Dr. Hirsch's framing of it as a Greek tragedy is actually perfect, but not for the reasons he thinks. It's not a Greek tragedy because David is cursed by fate. It's a Greek tragedy because everyone involved makes terrible decisions based on flawed understanding and institutional failure, and the audience can see the disaster coming but is powerless to intervene.
The tragedy isn't that David is cursed. The tragedy is that the curse is treated as inevitable when it absolutely isn't.
The Victims of the Curse
The bit about victims of the curse including the werewolves themselves – this is the emotional core that makes the whole thing work. Larry, the werewolf who killed Jack and cursed David, appears in the radio adaptation as another tormented soul in limbo. Jack's reaction to meeting him is telling: he calls Larry a "son of a bitch" for killing him, even whilst Larry insists he was a victim of the curse himself.
This is genuinely tragic. David didn't ask for this. He's a victim of circumstance, attacked whilst doing nothing wrong. And the curse transforms him into a monster against his will, making him into the very thing that victimised him. Larry was in the same position before him. George was the one before that. It's an unbroken chain of victims creating more victims, stretching back centuries.
But – and this is crucial – this tragedy is compounded by the systemic failures around them. If there were proper support systems in place, if there were medical professionals who took the condition seriously, if there were facilities designed to contain and protect cursed individuals... they'd still be victims of the curse, but they wouldn't also be victims of medical negligence.
The curse makes them dangerous. The medical negligence makes them deadly.
The radio adaptation's opening scene actually drives this home beautifully. It shows Larry (before he became Larry-the-undead-victim-in-limbo) as "a crazed man, presumably locked up in a mental facility," who breaks out during his transformation. So there was some attempt at containment, however inadequate. Which just makes the complete absence of any similar measures for David even more inexcusable. The infrastructure for managing this existed at some point. They just... stopped bothering.
Living With Contradictions
So where does this leave us? With a film that's simultaneously brilliant and infuriating, tragic and preventable, a masterpiece of horror that only works because everyone involved is catastrophically incompetent at their jobs.
And I think that's fine, actually. You can love something whilst being critical of it. You can appreciate the artistry whilst acknowledging the logical holes. You can recognise that the horror requires the failures whilst also being frustrated by how unnecessary those failures are.

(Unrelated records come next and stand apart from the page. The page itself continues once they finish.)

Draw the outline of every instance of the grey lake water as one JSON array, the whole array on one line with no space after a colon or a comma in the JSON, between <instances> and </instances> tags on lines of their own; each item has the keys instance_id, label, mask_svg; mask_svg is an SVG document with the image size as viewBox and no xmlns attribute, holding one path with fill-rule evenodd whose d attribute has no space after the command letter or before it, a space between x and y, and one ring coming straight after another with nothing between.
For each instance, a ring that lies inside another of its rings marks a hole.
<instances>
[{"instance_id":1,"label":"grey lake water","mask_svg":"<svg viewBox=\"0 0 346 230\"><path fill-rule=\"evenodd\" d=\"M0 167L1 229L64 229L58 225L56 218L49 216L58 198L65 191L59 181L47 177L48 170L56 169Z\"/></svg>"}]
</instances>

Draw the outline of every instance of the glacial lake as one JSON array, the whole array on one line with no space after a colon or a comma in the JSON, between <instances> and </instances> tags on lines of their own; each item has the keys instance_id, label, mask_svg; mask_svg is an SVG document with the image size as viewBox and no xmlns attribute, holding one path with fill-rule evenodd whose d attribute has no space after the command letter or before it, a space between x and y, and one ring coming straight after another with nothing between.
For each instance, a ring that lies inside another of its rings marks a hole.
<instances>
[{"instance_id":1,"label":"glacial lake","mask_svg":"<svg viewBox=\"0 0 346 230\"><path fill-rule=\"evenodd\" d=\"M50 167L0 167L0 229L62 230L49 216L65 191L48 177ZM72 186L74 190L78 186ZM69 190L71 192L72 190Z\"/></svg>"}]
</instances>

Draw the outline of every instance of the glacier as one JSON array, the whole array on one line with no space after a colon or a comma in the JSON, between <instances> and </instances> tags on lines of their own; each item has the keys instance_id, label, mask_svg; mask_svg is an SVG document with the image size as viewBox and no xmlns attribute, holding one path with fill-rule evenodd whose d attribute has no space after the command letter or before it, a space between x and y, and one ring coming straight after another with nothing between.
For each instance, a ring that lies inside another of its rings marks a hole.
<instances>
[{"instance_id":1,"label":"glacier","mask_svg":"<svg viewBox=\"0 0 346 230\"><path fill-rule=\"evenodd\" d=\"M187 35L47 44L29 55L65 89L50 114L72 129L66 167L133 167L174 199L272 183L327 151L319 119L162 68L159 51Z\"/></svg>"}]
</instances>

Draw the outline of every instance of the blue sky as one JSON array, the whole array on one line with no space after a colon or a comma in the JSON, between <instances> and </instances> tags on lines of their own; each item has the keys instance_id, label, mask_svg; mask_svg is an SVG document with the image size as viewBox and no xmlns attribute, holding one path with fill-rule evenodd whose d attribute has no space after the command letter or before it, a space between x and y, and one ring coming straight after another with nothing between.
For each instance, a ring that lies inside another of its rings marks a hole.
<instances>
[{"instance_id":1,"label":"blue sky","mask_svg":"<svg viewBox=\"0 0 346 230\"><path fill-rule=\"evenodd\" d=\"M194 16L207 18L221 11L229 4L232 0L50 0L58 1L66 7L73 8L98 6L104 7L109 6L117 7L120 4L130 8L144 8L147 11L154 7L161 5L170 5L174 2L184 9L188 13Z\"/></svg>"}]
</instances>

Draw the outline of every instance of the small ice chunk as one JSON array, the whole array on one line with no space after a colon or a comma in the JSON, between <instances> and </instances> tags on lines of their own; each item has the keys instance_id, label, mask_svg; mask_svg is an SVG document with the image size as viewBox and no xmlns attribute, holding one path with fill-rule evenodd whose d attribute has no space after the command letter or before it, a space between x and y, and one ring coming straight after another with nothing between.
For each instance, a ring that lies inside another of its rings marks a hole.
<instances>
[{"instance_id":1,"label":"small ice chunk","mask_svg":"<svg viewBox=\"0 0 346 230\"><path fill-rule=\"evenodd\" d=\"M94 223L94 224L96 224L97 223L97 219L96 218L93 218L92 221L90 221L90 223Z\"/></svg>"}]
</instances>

An American Werewolf in London is a film about systems failing people. Medical systems, social systems, community systems – they all fail David when he needs them most. And yes, this makes for excellent horror. But it also makes for a deeply frustrating watch when you think about it for more than five minutes.
Because at the end of the day, David Kessler didn't need to die in that alley. The people in the Underground didn't need to die. The carnage in Piccadilly Circus didn't need to happen. All of it – every single death – could have been prevented with basic, sensible precautions that no one bothered to implement.
The radio adaptation even adds a detail about animals sensing the supernatural – a child's dog that's "usually very friendly with strangers" snarls and barks at David, and later a cat hisses at him. These are warning signs that something is fundamentally wrong. Early warning systems that are completely ignored by every adult with the power to do something about it.
That's the real horror of An American Werewolf in London. Not the transformation. Not the curse. Not even the deaths themselves.
The real horror is how preventable it all was.